TÜRKİYE’NİN YENİ TERCİHİ “OFANSİF REALİZM”
Devletlerin içte ve dışta olaylara yaklaşımlarını, farklı olsa da genelde iki kategoriye ayırıyorlar siyaset bilimciler: Defansif davrananlar ve ofansif davrananlar.
Bizde aşağı yukarı defansif danranmak normal bir hale gelmiş. İçeride rejimi korumak, dışarıda mevcudu korumak artık herkesin ezberlediği bir tutum.
Son 40 yılda bu tutumun dışına adımatan liderler de oldu elbette. Turgut Özal bunlardan biriydi. Gerek içerdeki davranışlarında gerekse uluslararası arenada bu davranışlarına sık sık şahit olurduk. Hatta olaylara ezberlenmiş pencereden bakanlar da bu tutumdan rahatsız olurlar, belki biraz da korkarlardı.

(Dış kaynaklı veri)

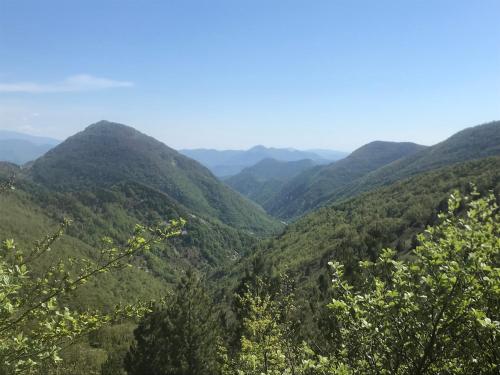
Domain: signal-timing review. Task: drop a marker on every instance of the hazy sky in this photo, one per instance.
(234, 73)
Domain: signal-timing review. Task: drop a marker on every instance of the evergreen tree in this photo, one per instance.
(179, 338)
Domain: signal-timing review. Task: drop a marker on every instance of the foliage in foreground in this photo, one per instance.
(33, 325)
(178, 338)
(435, 314)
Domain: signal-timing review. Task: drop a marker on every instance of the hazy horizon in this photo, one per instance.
(226, 75)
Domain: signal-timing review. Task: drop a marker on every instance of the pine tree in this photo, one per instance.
(179, 338)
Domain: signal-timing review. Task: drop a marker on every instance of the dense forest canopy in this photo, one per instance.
(122, 256)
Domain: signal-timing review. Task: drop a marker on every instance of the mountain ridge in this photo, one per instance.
(106, 153)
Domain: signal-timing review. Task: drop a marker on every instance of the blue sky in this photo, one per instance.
(235, 73)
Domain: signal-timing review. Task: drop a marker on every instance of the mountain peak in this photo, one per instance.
(108, 154)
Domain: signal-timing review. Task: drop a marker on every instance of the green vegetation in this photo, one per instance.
(106, 154)
(265, 179)
(378, 164)
(33, 326)
(178, 338)
(435, 312)
(358, 228)
(234, 303)
(313, 187)
(473, 143)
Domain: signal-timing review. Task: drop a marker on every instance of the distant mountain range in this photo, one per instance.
(230, 162)
(106, 154)
(262, 181)
(20, 148)
(377, 164)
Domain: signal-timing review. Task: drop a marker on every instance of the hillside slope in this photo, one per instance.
(106, 154)
(313, 187)
(360, 227)
(472, 143)
(265, 179)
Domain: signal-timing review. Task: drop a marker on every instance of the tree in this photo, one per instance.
(179, 337)
(438, 313)
(33, 324)
(268, 344)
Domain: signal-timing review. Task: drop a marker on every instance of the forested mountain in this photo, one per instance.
(21, 148)
(472, 143)
(230, 162)
(361, 227)
(314, 187)
(106, 154)
(265, 179)
(110, 177)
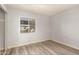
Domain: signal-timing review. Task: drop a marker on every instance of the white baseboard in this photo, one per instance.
(2, 49)
(66, 44)
(25, 43)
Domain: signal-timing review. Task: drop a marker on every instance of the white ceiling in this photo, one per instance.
(44, 9)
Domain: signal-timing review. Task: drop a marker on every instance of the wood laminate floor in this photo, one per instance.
(43, 48)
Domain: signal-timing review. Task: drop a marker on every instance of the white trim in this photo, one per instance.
(66, 44)
(4, 8)
(26, 43)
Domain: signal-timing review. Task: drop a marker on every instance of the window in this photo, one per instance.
(27, 25)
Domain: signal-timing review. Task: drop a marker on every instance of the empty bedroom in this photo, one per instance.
(39, 29)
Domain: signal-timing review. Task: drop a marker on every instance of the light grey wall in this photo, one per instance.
(65, 27)
(2, 29)
(13, 35)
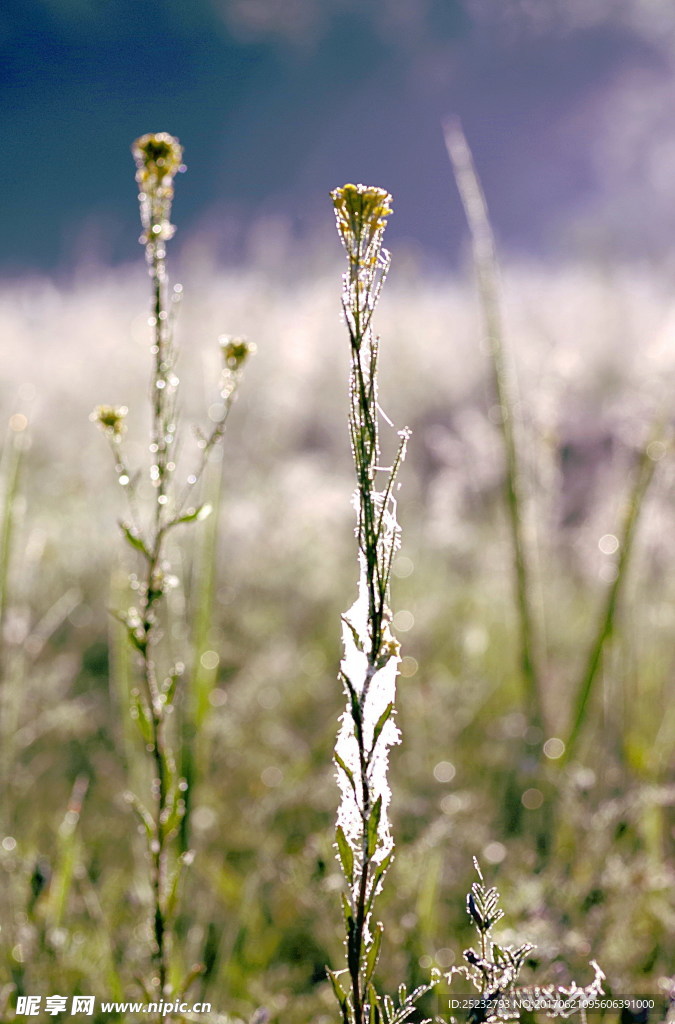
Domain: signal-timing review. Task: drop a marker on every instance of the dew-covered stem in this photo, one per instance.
(158, 160)
(371, 653)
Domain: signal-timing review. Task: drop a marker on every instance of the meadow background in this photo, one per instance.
(568, 115)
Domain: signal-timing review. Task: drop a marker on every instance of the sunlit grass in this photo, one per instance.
(593, 347)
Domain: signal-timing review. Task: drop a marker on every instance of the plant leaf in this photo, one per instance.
(373, 826)
(132, 538)
(346, 854)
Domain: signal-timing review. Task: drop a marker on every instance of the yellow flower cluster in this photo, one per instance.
(361, 213)
(158, 159)
(236, 351)
(111, 419)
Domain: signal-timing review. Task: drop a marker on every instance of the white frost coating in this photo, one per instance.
(380, 692)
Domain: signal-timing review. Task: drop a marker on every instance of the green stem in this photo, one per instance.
(641, 481)
(487, 273)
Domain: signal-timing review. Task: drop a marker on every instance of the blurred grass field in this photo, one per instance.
(583, 853)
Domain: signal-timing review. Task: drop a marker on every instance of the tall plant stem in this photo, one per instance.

Son yıllarda da ofansif davranmayı tercih eden Cumhurbaşkanı Recep Tayyip Erdoğan’dır. Gerek içerde, gerekse uluslararası ilişkilerde mutadın dışına çıkmak kabul edilen birçok davranışı aslında onun tabii anlayışının bir sonucudur. Dünya beşten büyüktür söylemi de, İsrail Cumhurbaşkanının yüzüne karşı söylediği cümleler de, Suriye konusunda takındığı tavır da aslında onun katı defans yapmaktan hoşlanmadığını, ofansif davranmayı bilerek seçtiğini göstermektedir.
F.Keyman “Türkiye dış politikası son dönemde yumuşak gücü değil sert gücü ve ‘ofansif realizm’i tercih ediyor” diyor.
Barış Pınarı harekatı, Suriye içinde yapılan üçüncü, en kapsamlı ve riskli askeri harekatı oluşturuyor. Harekat, 9 Ekim’de başlatıldı, ardından da Türkiye’nin de dünyanın da gündeminin merkezine yerleşti.
Türkiye, bu tutumuyla önündeki en büyük problemlerden birini oluşturan terör sorununu çözmek için “ofansif realizmi” tercih ederek Barış Pınarı askeri harekatını başlattı.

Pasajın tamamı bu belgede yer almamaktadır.